Figure 1: the positions of the top 10 HEIs
Differentiating the HEIs – By their positions in relation to the axes, juxtapositions were observed between excitement and sophistication and between competence and ruggedness, meaning that for all ten universities excitement can be seen to diminish as sophistication increases and similarly competence overpowers ruggedness. Sincerity, however, is an underlying characteristic for the entire sample and, therefore, of no use as a tool to distinguish one from another. The HEIs fell into three categories defined by their most prominent brand personality dimension within the graph:
- Sophistication and Ruggedness: Imperial College London and Cambridge, while both possessing strong brand personalities, differed inasmuch as Imperial communicated a high level of sophistication, with a strong specialization in engineering enabling it to establish links with commerce, and Cambridge, in describing its courses in terms of being demanding or challenging, had many more markers for ruggedness.
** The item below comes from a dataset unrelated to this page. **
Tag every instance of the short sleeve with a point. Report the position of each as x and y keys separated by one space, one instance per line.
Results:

- Competence and Excitement: Manchester, Warwick, York and University College London, were the four most closely identified as possessing competence, having all used similar ‘competence’ words, such as describing themselves as being ‘at the forefront’. To a lesser degree, these four were similar to both Oxford and Essex, although these were more strongly perceived as possessing an air of excitement, both having literally described themselves as ‘exciting’ in their promotional literature, as well as using a range of ‘excitement’ words.
- Sincerity: The London School of Economics (LSE) and Edinburgh held a more central, and therefore neutral, position and were very strongly associated with sincerity, a characteristic taking a secondary position in the brand personalities of the other eight universities, with Edinburgh describing their staff as ‘down-to-earth’ and LSE insisting the learning experience would prove ‘beneficial’. Both HEIs stressed the friendliness of their establishments.
Conclusions – The findings of this study have ramifications for future efforts to project brand personalities in the higher education sector, having demonstrated the effectiveness of word use and selection by HEIs as a powerful tool of differentiation. Between the message inherent in university-specific literature, emphasis of particular aspects of the curriculum and extra-curricular strengths and a clear understanding of how the features of the location appeal to the key demographic, any university can project a strong enough brand personality to constitute a unique selling point.